The constitutional declaration made almost simultaneously with polls Sunday night was the third major blow in a week to hopes for a democratic transition that arose from the uprising.
On Wednesday, the military gave itself broad powers to arrest civilians even on minor offenses such as traffic violations. And on Thursday, a court stacked with Mubarak-era appointees dissolved parliament.
Meanwhile, militants crossed from Egypt's turbulent Sinai desert into southern Israel on Monday and opened fire, killing an Israeli worker, defense officials said. Two assailants were killed in a gunbattle with Israeli troops responding to the ambush.
The Israeli was in a crew building a fence along the porous desert border.
No group claimed responsibility for the attack, which underscored the growing lawlessness in the Sinai desert since Mubarak was toppled by a popular uprising last year.

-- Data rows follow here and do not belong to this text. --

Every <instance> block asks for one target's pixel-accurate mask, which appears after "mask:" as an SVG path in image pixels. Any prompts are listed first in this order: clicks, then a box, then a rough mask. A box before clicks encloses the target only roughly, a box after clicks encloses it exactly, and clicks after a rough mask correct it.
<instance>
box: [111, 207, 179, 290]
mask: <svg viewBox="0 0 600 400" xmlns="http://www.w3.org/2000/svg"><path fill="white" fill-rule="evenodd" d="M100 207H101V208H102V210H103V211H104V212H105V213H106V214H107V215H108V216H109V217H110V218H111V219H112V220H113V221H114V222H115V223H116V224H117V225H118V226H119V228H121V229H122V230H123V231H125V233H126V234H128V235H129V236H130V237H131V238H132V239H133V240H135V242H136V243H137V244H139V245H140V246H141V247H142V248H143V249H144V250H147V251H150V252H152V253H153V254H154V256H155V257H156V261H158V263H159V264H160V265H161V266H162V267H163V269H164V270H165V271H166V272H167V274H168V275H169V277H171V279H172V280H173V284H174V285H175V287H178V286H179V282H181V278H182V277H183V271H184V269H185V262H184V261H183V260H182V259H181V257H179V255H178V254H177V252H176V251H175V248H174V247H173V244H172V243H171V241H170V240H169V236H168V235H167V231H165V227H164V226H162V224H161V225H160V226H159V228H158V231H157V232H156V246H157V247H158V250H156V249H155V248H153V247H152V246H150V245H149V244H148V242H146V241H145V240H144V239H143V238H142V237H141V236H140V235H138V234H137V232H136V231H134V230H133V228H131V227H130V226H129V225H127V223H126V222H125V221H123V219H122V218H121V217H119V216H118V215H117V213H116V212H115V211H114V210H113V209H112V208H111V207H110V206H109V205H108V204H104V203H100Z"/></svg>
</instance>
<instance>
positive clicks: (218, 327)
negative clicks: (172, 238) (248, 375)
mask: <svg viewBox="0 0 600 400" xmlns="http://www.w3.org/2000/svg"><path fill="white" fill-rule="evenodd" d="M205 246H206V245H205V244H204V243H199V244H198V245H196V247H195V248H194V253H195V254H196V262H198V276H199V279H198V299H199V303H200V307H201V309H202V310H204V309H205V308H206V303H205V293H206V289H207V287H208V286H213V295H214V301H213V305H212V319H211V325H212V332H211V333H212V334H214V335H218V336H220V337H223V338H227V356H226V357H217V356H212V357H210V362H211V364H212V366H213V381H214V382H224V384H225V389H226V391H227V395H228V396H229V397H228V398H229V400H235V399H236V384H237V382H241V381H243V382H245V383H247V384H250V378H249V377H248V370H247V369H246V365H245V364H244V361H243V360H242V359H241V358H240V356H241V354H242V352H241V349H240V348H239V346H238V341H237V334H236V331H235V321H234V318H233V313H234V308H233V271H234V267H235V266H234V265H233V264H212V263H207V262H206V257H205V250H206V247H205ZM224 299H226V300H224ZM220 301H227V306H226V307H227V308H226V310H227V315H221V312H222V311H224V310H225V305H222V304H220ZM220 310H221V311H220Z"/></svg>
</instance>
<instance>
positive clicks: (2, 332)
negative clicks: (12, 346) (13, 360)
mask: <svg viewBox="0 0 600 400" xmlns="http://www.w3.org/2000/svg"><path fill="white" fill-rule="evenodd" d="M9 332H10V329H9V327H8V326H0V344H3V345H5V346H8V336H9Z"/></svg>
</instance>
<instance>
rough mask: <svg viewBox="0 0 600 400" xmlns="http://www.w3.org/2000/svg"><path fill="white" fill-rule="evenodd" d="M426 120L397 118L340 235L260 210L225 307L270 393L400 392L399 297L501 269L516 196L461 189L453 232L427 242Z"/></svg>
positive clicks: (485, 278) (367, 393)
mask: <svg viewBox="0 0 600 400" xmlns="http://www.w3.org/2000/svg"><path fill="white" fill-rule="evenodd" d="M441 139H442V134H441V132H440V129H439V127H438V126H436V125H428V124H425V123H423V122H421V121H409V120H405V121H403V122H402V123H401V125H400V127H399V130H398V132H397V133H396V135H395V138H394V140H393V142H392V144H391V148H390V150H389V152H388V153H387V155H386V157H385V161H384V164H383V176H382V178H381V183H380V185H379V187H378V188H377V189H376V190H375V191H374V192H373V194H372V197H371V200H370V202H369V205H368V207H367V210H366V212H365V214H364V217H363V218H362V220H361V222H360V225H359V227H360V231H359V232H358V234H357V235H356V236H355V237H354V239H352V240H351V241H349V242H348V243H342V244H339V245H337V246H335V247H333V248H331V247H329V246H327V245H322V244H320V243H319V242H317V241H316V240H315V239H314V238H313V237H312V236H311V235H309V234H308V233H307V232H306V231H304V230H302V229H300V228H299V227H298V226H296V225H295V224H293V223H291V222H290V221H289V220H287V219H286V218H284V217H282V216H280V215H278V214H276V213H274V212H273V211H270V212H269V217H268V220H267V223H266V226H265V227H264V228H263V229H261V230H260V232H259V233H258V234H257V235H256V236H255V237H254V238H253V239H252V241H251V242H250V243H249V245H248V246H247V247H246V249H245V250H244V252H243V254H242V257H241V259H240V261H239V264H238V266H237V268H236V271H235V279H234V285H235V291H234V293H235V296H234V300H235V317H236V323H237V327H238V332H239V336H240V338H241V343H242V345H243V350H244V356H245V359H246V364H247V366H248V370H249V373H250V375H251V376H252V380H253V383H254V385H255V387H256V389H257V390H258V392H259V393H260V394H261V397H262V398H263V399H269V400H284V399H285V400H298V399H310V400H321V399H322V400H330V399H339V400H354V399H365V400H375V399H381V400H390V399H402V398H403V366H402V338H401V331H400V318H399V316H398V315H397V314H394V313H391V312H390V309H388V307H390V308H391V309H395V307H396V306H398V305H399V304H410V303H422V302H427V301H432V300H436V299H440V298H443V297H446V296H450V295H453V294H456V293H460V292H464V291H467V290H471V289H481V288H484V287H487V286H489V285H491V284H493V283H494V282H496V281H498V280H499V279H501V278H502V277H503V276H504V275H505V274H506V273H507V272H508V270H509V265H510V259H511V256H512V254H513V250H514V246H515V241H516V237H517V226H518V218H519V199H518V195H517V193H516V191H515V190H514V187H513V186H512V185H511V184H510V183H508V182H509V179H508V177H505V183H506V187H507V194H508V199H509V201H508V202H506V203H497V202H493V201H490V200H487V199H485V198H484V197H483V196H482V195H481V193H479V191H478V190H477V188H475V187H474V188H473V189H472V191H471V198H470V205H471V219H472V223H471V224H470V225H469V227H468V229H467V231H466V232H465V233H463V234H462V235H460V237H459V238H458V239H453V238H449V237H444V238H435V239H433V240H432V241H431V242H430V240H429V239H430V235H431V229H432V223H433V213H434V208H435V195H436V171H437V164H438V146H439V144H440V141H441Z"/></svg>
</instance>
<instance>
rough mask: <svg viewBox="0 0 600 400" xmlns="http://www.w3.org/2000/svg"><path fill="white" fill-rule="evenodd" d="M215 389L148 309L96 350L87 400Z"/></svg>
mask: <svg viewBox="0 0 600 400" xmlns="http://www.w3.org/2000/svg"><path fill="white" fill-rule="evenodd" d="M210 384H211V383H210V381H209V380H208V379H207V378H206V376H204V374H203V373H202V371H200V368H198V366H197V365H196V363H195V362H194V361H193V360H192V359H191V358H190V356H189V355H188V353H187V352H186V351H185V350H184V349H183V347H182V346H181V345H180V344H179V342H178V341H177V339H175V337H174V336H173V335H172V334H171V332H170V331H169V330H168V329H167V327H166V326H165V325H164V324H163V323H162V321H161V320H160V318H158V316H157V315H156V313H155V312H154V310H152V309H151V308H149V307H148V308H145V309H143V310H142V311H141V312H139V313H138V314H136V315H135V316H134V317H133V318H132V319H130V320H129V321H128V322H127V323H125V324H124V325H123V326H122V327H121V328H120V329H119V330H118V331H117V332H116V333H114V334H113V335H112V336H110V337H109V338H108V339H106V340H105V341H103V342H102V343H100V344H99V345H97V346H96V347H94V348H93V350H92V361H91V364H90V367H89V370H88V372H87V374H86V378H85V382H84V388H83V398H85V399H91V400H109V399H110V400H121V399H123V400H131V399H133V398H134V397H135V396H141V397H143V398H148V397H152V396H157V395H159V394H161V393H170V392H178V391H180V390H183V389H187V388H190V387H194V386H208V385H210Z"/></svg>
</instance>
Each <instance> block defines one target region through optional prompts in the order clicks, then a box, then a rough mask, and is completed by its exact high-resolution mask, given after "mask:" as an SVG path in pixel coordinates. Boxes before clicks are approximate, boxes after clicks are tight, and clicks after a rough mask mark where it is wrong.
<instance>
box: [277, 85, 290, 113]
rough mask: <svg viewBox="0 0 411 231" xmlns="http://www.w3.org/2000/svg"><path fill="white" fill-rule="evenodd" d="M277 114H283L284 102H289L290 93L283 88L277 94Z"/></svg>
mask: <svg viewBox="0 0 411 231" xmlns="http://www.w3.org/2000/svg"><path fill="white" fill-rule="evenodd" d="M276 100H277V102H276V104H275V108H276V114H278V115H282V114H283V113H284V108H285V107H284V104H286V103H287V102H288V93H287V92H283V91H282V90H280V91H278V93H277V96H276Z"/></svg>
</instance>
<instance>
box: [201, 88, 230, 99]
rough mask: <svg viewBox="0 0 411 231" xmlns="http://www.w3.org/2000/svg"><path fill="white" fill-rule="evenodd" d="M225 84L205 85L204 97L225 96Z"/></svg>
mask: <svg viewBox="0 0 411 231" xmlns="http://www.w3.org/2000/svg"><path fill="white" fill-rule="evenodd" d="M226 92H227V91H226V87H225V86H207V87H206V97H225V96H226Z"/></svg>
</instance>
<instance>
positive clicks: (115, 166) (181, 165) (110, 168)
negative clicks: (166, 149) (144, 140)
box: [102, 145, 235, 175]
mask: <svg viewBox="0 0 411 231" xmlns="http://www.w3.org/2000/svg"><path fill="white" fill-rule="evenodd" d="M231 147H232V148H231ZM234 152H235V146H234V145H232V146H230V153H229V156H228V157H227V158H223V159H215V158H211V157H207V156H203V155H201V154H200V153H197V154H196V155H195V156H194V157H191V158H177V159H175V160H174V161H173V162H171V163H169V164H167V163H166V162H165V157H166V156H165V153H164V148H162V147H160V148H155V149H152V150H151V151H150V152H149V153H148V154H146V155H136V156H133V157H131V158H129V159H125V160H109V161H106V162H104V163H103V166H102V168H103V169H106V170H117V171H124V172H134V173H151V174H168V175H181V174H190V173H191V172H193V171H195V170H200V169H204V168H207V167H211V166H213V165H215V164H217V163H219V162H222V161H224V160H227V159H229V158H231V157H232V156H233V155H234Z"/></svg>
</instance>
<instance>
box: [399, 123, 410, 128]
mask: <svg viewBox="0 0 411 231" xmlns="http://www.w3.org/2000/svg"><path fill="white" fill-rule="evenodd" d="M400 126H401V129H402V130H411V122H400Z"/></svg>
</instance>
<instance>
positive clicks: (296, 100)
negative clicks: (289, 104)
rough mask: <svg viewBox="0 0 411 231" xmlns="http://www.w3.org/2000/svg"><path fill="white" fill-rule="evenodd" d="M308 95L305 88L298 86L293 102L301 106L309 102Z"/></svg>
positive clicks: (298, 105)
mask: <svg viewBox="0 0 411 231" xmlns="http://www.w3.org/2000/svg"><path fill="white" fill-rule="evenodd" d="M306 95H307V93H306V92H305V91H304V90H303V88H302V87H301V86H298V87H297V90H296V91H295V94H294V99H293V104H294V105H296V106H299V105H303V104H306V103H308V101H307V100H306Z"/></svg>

Military spokeswoman Lt. Col. Avital Leibovich said the assailants have not been identified but said defense officials suspect Palestinian militants in the Hamas-run Gaza Strip might have been involved.
Southern Gaza borders Sinai, and infiltrators can exit Gaza through tunnels under the border.
Several hours after the attack, an Israeli airstrike killed two men on a motorcycle in the northern Gaza Strip near the Israeli border. The Islamic Jihad said the men were members on a "reconnaissance" mission and vowed revenge.
Israeli military officials said the incident was not connected to the earlier infiltration from Egypt.
The mountainous Sinai desert harbors an array of militant groups, including Palestinian extremists and al Qaeda-inspired jihadists, Egyptian and Israeli security officials say.
Israeli Defense Minister Ehud Barak told Army Radio that there has been "a worrisome deterioration of Egyptian control" over the Sinai.